3.1.16. 7-Amino-5-(4-chlorophenyl)-1,3-dimethyl-N-(3-methyl-5-oxo-4,5-dihydro-1H-pyrazole-1-carbonothioyl)-2,4-dioxo-1,2,3,4-tetrahydropyrido[2,3-d]pyrimidine-6-carboxamide (16)

A new methyl pyrazol-3-one derivative 16, was synthesized by refluxing of compound 6 (4.33 g, 10 mmol) with ethyl acetoacetate (1.3 mL, 10 mmol) in 10 mL of DMF, activation was made by sodium hydride (NaH, 0.24 g, 10 mmol) as a base for 14 h at 100 °C, with thin-layer chromatography (TLC) tracking the development. Following completion, introducing precipitate after cooling was made by adding 50 milliliters of crushed ice. Following vacuum filtration, the solid was collected, and any impurities were removed by washing it with cold ethanol. By recrystallizing ethanol, pure compound 16 was produced as a pale orange powder.
Yield 79%; m p 229–231 °C; IR (νmax/cm−1): 3341, 3194 (NH2), 3061 (CH-arom.), 2931, 2839, 2816 (CH-Aliph.), 1727 (C=O pyrazalone), 1703, 1652 (2C=O uracil), 1597 (C=O amide), 1560 (C=N pyridine), 1516 (C=N pyrazalone), 1491 (C=C arom.), 1090 (C=S). 1H-NMR (DMSO-d6, 400 MHz,) δ = 1.94 (s, 3H, CH3), 3.01 (s, 2H, CH2), 3.06, 3.16 (s, 6H, 2CH3), 7.14–7.39 (m, 4H, Ar-H), 8.30 (brs, 2H, NH2 exchangeable), 12.42 (brs, 1H, NH exchangeable) ppm; 13C-NMR (DMSO-d6, 100 MHz) δ = 16.00 (1C, CH3 pyrazalone), 23.32, 26.13 (2C, 2CH3), 45.05 (1C, CH2), 103.60 (2C, 2C pyridine-C=O), 127.52, 128.07, 129.07, 129.33, 129.84, 131.64 (6C, C-Ar), 151.34 (1C, C pyridine-Ph-Cl), 154.58, 158.89 (2C, C=O uracil), 159.58 (2C, 2C=N pyridine, pyrazole), 161.25 (1C, C pyridine-N-CH3), 165.33 (1C, 1C=O pyrazole), 170.06 (1C, C=O amide), 182.25 (1C, C=S) ppm; MS: m/z = 499 [M+], 245 (100%). Anal. Calcd for C21H18ClN7O4S (499.93): C, 50.45; H, 3.63; Cl, 7.09; N, 19.61; O, 12.80; S, 6.41%. Found C, 50.48; H, 3.70; Cl, 7.12; N, 19.61; O, 12.82; S, 6.41%.

3.2. Biological Activity

The supplementary material included all descriptions of all in vitro investigations.

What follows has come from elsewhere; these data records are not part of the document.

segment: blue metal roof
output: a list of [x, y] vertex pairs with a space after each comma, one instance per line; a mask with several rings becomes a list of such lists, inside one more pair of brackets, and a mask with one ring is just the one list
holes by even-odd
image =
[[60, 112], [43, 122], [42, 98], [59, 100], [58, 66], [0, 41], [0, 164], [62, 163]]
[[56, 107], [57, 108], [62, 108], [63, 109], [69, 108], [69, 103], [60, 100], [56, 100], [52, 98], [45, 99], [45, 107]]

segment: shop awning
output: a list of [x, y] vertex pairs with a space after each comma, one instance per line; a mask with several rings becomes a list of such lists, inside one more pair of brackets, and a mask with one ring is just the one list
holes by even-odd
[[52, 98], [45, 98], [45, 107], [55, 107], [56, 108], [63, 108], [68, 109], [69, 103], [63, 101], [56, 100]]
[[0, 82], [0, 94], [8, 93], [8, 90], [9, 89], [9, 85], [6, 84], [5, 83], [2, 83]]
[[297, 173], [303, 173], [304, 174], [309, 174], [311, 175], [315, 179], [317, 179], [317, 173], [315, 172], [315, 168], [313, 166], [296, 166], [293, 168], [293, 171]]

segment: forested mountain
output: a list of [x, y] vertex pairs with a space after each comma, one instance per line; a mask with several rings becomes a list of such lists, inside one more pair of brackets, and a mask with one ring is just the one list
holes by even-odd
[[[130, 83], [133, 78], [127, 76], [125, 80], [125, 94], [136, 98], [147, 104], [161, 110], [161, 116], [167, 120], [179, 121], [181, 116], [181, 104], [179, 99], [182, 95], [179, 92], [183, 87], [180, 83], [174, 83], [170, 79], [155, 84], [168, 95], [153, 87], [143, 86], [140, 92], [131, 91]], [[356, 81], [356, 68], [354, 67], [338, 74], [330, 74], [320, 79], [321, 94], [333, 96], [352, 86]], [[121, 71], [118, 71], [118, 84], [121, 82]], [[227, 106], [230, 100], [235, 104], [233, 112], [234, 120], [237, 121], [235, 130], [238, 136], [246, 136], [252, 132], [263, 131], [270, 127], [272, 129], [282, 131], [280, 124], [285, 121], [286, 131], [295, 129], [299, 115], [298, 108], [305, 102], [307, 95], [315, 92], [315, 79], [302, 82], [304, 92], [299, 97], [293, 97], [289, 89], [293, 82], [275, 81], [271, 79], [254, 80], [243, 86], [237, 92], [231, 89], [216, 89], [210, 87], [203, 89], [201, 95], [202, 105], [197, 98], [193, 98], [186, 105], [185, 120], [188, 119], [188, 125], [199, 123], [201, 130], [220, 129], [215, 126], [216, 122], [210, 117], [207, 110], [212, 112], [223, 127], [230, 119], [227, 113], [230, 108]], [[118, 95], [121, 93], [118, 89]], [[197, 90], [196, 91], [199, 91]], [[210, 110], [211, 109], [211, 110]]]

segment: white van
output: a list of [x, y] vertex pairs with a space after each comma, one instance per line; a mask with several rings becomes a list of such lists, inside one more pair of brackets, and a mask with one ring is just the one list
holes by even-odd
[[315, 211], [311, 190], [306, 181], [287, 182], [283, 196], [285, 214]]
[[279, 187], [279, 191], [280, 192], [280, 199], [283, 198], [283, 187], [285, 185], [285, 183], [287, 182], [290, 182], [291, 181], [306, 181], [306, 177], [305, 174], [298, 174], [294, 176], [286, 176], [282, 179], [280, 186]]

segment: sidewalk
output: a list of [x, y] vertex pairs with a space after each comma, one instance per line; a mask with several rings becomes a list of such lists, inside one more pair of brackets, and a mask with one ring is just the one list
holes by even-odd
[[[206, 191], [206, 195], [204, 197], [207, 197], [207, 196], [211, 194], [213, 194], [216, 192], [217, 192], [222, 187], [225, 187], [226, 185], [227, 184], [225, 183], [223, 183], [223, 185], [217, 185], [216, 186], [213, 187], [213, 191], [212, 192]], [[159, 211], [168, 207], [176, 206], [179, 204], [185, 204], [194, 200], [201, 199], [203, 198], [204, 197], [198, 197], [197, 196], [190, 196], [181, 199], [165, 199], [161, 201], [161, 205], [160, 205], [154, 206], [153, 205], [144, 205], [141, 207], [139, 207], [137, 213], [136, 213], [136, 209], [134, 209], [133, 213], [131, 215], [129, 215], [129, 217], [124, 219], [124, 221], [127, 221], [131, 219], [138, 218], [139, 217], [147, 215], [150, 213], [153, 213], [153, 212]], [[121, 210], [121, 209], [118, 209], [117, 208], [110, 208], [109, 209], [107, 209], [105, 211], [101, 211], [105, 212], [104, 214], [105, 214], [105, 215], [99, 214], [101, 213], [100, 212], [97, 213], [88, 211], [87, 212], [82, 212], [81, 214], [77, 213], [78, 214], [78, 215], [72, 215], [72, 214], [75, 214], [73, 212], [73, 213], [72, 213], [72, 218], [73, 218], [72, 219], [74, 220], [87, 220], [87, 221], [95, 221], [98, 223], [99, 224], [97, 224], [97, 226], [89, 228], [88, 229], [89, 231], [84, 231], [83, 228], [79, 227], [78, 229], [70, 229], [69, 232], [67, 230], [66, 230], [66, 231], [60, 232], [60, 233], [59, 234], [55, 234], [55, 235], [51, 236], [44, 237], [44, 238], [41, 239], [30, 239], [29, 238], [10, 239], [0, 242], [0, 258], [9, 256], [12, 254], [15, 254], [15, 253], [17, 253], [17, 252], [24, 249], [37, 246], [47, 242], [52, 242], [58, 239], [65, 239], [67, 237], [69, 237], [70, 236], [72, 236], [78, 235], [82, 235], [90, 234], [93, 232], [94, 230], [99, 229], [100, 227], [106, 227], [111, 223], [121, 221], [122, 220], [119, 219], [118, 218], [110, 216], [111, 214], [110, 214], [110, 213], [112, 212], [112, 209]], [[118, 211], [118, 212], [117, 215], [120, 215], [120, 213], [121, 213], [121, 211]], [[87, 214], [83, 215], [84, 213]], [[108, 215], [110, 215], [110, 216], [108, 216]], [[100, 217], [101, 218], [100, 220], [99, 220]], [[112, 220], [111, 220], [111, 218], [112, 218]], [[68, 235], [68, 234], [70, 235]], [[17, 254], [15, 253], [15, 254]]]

3.2.1. Assessment of Antiproliferative Activity

Three human malignant cells were acting as evaluating agents of the antitumor efficacy of the newly obtained 1,3-dimethyl-2,4-dioxopyrido[2,3-d]pyrimidine -based derivatives 116 in vitro in order to determine their IC50 values.

3.2.2. In Vitro Enzyme Inhibitory Assay Against EGFRWT, Mutant EGFRL858R, and EGFRT790M

The inhibitory effect of newly 1,3-dimethyl-2,4-dioxopyrido[2,3-d]pyrimidine derivatives 1 and 2 against EGFRWT, mutant EGFRL858R, and EGFRT790M was investigated in vitro in comparison to erlotinib.

3.2.3. Cell Cycle and Apoptosis Analysis

Apoptosis research and cell cycle analysis were used on malignant MCF-7 cells for 1,3-dimethyl-2,4-dioxopyrido[2,3-d]pyrimidine derivative 1 through flow cytometry.

3.2.4. In Vitro Wound Healing Assessment

The screening procedure and details made use of the wound healing (scratch assay) were provided in the ESI materials.

3.2.5. In Vitro Antibacterial Assessment

Using the agar plate diffusion technique, the inhibition zone widths of 1,3-dimethyl-2,4-dioxopyrido[2,3-d]pyrimidine -based derivatives 116 were examined against a number of species. The two-fold serial dilution method was used to further assess the minimum inhibitory concentration (MIC).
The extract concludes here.